The days of the multi-million sellers are mostly behind us as well. The dawn of the empowered artist may be cresting the newly lit horizon, but hold up there just one little minute!
~~Don't you HAVE your MySpace page cranking, boxes full of great looking CDs in your basement, your music on a bunch of digital music distribution sites and every other thing you can do to sell your music?
~Haven't you found that you don't NEED the "man" to sell your music or to share the royalties with?
~What's that? You're not selling enough of your music to quit your day job, let alone fly around in your Gulfstream IV?
~You don't have the time or the money to market your music in any significant way?
~You're just a songwriter or a band . . . an ARTIST and certainly not an expert in the music BUSINESS -- what?!
~Well then, how are you going to make it in the "new" music business? Who's going to fund your recording?
~Who's going to market your music?
~Who's going to take care of all your music business needs like hooking you up with the right producer or tour manager or making sure you get paid?
Not the major record labels, because they'll be gone. Illegal downloading has all but wiped them out.
How will YOU do it without a manager, a publisher, a record label, a publicist, a tour manager, a music attorney and a host of other support staff?
How many singer/songwriters or bands can you name that have sold multi-millions of records without a major record company behind them? Maybe one or two at best?
And how long will their careers last? They're probably over already or they've gone to the dark side and signed with a record company to take them to the next level.
And don't give me that "Radiohead"/"Arctic Monkeys" made millions by letting their fans decide how much to pay" crapola. They wouldn't have HAD the millions of fans if not for their major label helping them build their career for a decade prior to their grand experiment.

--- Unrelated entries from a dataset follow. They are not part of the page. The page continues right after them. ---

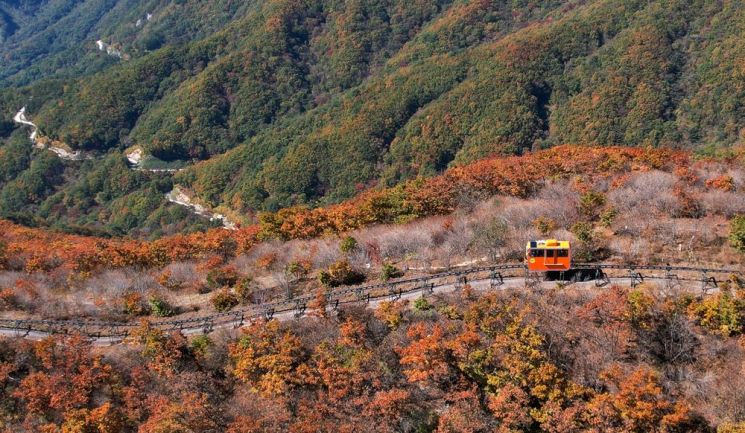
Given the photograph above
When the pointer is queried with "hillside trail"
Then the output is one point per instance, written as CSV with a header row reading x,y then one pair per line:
x,y
135,159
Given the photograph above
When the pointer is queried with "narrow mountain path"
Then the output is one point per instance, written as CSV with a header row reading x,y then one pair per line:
x,y
135,158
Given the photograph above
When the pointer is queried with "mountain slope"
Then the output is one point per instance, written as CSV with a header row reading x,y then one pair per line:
x,y
282,102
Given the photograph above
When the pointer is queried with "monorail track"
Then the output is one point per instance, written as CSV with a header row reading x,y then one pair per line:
x,y
101,332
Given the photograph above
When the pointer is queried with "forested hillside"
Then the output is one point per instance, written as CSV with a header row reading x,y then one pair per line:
x,y
275,103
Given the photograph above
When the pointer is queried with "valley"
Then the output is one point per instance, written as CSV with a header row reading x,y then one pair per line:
x,y
454,216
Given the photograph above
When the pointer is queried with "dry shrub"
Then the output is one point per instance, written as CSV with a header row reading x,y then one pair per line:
x,y
725,203
645,192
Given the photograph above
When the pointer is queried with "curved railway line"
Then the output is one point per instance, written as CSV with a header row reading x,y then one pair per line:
x,y
704,279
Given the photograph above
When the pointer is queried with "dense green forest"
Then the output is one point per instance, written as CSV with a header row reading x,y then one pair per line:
x,y
273,103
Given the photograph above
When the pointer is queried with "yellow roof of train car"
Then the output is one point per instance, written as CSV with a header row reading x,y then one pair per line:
x,y
548,244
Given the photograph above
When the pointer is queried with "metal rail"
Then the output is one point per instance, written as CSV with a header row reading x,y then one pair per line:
x,y
114,332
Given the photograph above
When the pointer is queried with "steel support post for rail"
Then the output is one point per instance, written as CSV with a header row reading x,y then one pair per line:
x,y
708,283
601,278
532,279
636,277
672,281
495,280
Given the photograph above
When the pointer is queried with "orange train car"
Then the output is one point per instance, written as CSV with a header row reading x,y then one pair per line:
x,y
548,255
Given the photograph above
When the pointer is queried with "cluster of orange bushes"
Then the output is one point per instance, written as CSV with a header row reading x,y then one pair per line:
x,y
36,249
515,176
496,363
41,250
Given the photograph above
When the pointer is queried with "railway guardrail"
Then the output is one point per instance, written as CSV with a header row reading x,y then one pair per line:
x,y
601,273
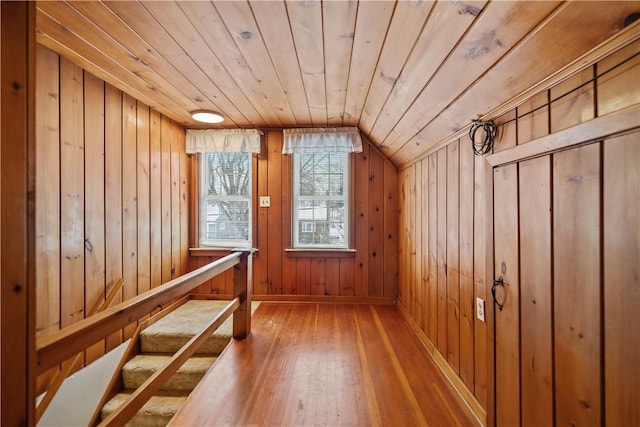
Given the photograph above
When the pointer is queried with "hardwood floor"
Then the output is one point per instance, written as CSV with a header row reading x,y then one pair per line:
x,y
325,365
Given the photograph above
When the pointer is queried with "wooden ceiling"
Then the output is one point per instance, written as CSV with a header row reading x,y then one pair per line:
x,y
409,74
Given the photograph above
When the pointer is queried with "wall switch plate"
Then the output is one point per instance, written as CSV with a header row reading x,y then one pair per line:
x,y
480,308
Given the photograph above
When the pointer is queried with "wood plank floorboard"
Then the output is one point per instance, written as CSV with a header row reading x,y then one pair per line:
x,y
325,365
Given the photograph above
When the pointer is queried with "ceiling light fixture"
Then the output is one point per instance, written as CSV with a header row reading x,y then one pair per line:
x,y
206,116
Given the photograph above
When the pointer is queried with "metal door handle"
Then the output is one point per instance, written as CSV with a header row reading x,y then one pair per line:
x,y
496,283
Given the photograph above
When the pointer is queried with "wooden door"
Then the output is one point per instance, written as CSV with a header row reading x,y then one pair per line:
x,y
567,248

What would happen if you tried the same thing tomorrow?
Don't get me wrong. There's no bringing back the major record labels with their rosters of hungry A&R people. Maybe not even the top Indie labels. They ARE doomed. I just don't want to see the entire music business doomed along with them! I don't want to see songwriters, bands and artists become a footnote to YouTube or video games.
The best thing you can do to ensure your place in the "new" music industry is to write GREAT songs. Not good songs. Good ain't good enough, no matter what form the new music business takes.
Why do you think we all still love the Motown classics, the Beatles, Zeppelin and the Stones? Because their songs are still GREAT. Great sells itself. Always has. Always will.